Внезапная дурнота охватила Герту, она закрыла глаза, и где-то в животе у нее появилось ощущение, что горизонт покосился, а склон со всеми своими деревьями валится вниз. Она стояла нагнувшись (словно вниз головой), под веками у нее пурпуром светило солнце, а окружающий ландшафт клонился набок и уже на тридцать градусов дал крен над пустотой. Стоя с закрытыми глазами перед зияющей пропастью и все же ботинками чувствуя ее, она услышала ветер, который пронесся по лесу и заставил деревья стучать ветками. Сотню деревьев, тысячу деревьев! Десять тысяч деревьев! И за каждым теперь стоял убийца и смотрел на нее, тот, чье кодовое имя ни разу не появлялось в списках разыскиваемых лиц, великий убийца, которого никто никогда не схватит. В отчаянии она открыла глаза, и свет занес над нею золотые мечи. Она увидела крест. Увидела обе палки и двинулась на восток.
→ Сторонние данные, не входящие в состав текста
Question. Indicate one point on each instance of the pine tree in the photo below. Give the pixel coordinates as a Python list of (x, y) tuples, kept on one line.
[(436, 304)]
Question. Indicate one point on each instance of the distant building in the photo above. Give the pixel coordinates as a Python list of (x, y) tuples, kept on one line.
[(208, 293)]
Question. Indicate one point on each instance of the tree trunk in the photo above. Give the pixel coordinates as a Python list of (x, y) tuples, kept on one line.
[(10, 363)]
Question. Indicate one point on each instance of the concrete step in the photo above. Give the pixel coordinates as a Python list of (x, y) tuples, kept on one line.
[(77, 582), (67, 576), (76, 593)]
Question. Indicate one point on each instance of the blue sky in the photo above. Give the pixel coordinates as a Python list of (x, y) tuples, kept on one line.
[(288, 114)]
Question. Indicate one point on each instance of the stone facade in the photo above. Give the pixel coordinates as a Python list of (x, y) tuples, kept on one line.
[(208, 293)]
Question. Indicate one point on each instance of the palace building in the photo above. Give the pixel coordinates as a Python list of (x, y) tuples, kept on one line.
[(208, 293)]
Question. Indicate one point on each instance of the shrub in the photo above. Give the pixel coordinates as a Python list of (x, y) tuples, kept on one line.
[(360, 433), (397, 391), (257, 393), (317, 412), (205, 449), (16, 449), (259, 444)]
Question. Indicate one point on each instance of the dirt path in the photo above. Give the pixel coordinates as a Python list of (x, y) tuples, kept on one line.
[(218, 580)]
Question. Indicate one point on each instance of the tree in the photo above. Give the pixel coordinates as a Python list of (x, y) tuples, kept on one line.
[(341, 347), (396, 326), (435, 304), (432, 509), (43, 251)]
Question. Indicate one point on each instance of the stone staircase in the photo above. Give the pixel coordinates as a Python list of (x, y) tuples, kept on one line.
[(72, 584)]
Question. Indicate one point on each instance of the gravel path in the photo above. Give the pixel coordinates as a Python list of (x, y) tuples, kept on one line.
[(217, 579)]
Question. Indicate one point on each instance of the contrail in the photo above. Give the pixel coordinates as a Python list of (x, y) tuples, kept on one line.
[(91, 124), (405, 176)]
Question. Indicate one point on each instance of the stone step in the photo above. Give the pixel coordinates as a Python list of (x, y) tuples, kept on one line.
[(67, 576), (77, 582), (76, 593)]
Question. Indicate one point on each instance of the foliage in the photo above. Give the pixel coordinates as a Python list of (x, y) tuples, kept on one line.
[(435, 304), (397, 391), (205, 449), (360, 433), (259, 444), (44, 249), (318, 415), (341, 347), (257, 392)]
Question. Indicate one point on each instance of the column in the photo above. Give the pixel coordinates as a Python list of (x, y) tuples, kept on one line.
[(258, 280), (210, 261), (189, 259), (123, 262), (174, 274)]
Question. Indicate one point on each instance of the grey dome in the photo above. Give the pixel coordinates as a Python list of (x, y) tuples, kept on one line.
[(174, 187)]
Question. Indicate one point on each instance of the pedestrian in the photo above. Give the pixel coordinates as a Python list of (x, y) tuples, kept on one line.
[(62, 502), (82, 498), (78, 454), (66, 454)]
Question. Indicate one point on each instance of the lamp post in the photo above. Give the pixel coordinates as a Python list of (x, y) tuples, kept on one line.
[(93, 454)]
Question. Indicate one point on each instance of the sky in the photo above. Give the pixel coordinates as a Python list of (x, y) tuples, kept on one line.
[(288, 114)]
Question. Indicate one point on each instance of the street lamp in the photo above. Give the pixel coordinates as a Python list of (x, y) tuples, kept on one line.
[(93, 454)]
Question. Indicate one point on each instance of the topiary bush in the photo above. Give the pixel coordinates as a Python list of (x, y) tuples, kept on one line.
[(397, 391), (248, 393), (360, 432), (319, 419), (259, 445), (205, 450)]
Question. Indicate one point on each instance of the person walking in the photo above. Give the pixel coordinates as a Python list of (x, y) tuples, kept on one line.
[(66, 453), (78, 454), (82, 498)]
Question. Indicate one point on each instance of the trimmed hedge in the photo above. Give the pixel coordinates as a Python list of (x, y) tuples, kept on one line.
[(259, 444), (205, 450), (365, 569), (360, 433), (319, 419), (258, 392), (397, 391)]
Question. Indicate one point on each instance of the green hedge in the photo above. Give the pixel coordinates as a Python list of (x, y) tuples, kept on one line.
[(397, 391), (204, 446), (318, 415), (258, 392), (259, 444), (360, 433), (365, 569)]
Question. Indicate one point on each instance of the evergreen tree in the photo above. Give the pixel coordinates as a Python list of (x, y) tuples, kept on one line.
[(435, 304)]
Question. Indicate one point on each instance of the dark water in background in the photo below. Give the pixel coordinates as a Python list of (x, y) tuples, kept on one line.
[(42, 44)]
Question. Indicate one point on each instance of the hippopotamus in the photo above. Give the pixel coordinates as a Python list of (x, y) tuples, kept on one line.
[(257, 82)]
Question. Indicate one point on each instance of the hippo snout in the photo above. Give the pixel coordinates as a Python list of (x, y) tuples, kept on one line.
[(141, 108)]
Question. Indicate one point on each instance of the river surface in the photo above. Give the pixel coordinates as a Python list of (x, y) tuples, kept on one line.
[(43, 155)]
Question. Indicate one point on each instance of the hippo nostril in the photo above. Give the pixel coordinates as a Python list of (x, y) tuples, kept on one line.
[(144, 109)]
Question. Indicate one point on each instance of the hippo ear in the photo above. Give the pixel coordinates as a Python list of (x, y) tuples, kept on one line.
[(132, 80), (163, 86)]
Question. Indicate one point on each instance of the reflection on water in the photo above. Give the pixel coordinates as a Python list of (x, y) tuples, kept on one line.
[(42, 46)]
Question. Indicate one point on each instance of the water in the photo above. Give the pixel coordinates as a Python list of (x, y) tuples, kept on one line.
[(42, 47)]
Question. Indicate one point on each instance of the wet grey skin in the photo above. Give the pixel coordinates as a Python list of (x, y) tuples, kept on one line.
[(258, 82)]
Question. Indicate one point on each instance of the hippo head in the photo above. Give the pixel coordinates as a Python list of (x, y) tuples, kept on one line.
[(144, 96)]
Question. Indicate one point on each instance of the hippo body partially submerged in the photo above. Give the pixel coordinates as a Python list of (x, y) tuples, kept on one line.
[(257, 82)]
В это время матрос уже давно был дома и даже успел приготовить себе обед. Ой сидел в покинутом богом красном углу и ел – вроде как обед палача под виселицей, – неотступно думая о недавней встрече; осадок от нее примешивался к еде, а ведь он, прежде чем сесть за стол, тщательно вымыл руки, ему все казалось, что на них налипла грязь. Он разломил хлеб и взял мясо руками и сказал себе: они же только что вымыты, но то, что он ел, отдавало рыбой и сыром, хотя это было мясо и хлеб. И все думал, покуда солнце освещало стол (а Герта Биндер, плача, шла по лесу): видит бог, мне тоже знаком этот парень! Но откуда? Я еще ни разу его не встречал! Он взял ломоть хлеба и перочинным ножом разрезал мясо, думая: или я во сне его видел? Или у него есть двойник, которого я знаю? Он сорвал крышку с бутылки нива и жадно отпил из нее. Все вздор! – думал он. Наверно, он смахивает на какого-то киноактера!

Но с самого дальнего края своего существования, столь дальнего, что ни воспоминания, ни совесть до него не достигали, – существования, корнями уходящего в бездонную глубь, чтобы тем выше вознестись над ним и над вздыбленным морским простором, – глядели на него из глухого безвременья (сквозь зеленые воды, сквозь вуали водорослей) глаза Малетты с неподвижностью иллюминатора давно затонувшего корабля.

Он думал: господи ты боже мой! Ну что этот парень на меня пялится? Нe хочу я с ним иметь никакого дела! Рыба и сыр! Могу себе представить этот запашок!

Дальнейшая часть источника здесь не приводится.